There are countless other examples. You may be raising money for the amazing work of St. Jude's Children's Research Hospital, but the idea of being "Up Til Dawn" having fun with your friends is part of the motivation. You might be helping end leukemia or breast cancer, but the challenge of running that mini-marathon is the fuel in the engine.

You have to find the sizzle! People like to work out, but there's a reason why they sign up at the shiny new 24Hour Super Mega Fitness that just opened. It looks so cool, doesn't it? You could work out at the rec center, but that wouldn't be half as fun would it?

If you want to boost participation and interest in your community service events, consider these suggestions:

• Consider giveaways to people who participate. Everyone who shows up gets a coupon for a free burrito from the place down the street who agreed to cosponsor the service event. What about tshirts, or water bottles, or even ribbons the participants can wear the rest of the day?

• Make your service event a coed event, if it isn't already. It's terrific that your men's basketball team is going to visit the residents at the local seniors center. But why not involve the cheerleaders, and the women's hockey team? Adding a social element makes it more fun for everyone.

• End your event with some sort of meal or a gathering at a local watering hole. Again, adding a social element is very motivating, as is promise of food and drink. Especially if it's free. Go out and get that co-sponsorship from the local joint that would love to be full of students eating and drinking at 4 pm.

• Make sure there is a goal and a sense of achievement at the end of the project. By the time those cyclists ride up to the Capitol, they are in ecstacy! All those miles totally feel worth it for that amazing final moment. How does your service event end? Is it with cheering children outside a freshly painted facility or with a lame fizzle? When you're planning your service event, you need to know how the event will culminate. Make the ending exciting. Very important.
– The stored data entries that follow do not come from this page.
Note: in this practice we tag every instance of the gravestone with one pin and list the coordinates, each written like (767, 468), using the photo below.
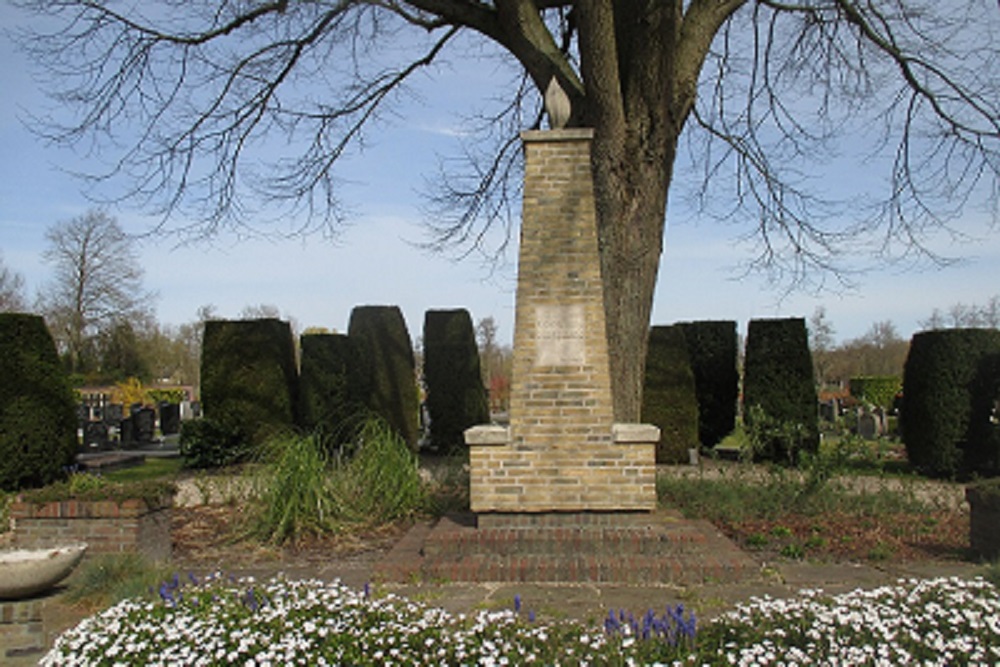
(170, 418)
(143, 426)
(95, 435)
(114, 413)
(869, 426)
(562, 452)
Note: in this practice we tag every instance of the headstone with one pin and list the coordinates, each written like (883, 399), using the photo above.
(126, 432)
(869, 427)
(95, 436)
(170, 418)
(144, 425)
(561, 452)
(114, 413)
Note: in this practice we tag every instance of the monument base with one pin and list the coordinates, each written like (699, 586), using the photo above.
(614, 476)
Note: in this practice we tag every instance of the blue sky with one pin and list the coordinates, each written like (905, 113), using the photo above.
(375, 260)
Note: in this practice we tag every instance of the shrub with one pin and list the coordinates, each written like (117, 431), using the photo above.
(949, 383)
(382, 334)
(334, 387)
(778, 378)
(669, 400)
(456, 398)
(249, 379)
(37, 406)
(712, 350)
(208, 443)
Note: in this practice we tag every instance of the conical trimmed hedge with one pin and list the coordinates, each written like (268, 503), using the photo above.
(950, 385)
(37, 405)
(712, 349)
(779, 389)
(334, 385)
(669, 400)
(382, 333)
(456, 397)
(249, 378)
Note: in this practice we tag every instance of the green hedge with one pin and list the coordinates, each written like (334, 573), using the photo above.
(456, 397)
(949, 389)
(876, 390)
(249, 379)
(381, 332)
(712, 349)
(669, 400)
(778, 385)
(37, 406)
(334, 386)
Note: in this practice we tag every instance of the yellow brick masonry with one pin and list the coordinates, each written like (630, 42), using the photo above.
(562, 452)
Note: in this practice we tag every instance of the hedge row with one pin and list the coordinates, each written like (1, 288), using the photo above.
(951, 385)
(252, 387)
(669, 399)
(37, 405)
(456, 397)
(712, 349)
(779, 390)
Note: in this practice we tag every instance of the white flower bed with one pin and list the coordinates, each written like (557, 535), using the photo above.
(937, 622)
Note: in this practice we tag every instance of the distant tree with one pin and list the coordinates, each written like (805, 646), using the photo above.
(11, 290)
(962, 316)
(494, 362)
(822, 344)
(97, 285)
(764, 91)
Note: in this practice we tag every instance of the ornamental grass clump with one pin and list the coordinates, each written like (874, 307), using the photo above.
(299, 490)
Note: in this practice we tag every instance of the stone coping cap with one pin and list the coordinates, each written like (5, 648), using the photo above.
(565, 134)
(487, 434)
(624, 434)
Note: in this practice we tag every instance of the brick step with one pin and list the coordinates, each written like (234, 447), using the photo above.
(667, 550)
(564, 542)
(627, 569)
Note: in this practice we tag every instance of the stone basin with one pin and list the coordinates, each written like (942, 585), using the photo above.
(27, 572)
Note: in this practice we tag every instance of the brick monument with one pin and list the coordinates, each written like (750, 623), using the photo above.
(561, 453)
(562, 493)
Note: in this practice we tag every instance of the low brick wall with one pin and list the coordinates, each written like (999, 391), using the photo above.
(107, 527)
(22, 633)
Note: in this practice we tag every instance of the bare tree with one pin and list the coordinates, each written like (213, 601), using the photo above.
(11, 290)
(821, 344)
(97, 284)
(765, 91)
(966, 315)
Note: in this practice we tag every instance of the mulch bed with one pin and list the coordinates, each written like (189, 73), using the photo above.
(841, 537)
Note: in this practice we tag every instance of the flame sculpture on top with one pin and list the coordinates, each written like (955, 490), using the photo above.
(557, 105)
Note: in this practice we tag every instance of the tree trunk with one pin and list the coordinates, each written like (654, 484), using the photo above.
(630, 196)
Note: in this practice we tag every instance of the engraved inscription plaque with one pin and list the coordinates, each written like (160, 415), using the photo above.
(559, 335)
• If you can, involve the people you are serving in the project. Painting the Boys and Girls Club is so much more fun and rewarding when you're painting it with the kids who go there.
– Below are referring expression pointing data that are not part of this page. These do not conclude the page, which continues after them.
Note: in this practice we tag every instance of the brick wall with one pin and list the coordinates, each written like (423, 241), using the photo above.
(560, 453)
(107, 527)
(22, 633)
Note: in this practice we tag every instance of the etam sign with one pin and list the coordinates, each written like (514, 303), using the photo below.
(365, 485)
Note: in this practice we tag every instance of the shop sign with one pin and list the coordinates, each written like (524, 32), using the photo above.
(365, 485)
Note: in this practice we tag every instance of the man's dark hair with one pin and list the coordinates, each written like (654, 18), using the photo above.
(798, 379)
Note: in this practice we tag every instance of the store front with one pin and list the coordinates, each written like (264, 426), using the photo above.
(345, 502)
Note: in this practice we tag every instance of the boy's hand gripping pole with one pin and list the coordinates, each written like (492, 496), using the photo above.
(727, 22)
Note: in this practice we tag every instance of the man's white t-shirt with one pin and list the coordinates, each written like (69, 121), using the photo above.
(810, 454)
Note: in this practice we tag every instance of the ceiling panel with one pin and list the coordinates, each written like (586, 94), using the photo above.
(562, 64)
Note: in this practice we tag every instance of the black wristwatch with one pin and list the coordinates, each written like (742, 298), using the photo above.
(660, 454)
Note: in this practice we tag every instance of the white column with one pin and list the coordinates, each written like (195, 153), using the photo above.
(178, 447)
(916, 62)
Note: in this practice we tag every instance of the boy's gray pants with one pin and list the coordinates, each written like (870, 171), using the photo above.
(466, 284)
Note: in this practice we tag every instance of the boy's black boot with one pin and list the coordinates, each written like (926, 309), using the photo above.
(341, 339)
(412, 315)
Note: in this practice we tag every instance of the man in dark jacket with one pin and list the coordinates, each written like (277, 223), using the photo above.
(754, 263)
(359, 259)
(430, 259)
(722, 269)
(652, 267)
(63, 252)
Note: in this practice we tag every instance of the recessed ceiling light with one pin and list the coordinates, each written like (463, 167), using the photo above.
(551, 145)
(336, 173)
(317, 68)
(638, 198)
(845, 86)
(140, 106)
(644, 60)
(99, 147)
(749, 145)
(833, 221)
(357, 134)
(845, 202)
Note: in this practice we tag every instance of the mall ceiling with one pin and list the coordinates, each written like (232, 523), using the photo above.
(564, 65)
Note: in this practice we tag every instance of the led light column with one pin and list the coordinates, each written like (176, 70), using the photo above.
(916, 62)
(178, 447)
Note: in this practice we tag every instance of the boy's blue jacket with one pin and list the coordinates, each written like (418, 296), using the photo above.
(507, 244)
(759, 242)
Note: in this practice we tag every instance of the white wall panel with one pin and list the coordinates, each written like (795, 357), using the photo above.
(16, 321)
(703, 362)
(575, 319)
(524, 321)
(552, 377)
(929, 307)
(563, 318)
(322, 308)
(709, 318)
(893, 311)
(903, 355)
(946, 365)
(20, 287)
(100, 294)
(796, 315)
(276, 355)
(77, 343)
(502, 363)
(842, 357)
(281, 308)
• Add games and an element of competition. Have contests throughout the service event. Spontaneous dance contests during breaks. Awards for groups who turn out dressed in costumes. Use the uneaten donuts from the morning in a donut toss contest.

• Make it seem like a party. Why is it that you hire photographers to walk around snapping pictures at parties, but you don't hire a photographer to walk around snapping pictures during your cool service event? Always have a music. Hell, hire a DJ!

These are just a few ideas. Leading service projects is one of the coolest student leadership opportunities available, particularly when you understand that there is a large degree of salesmanship in the job done right. You need to get people in the door with the sizzle, give them a fantastic feeling while they are participating, and send them home excited about the next opportunity to serve.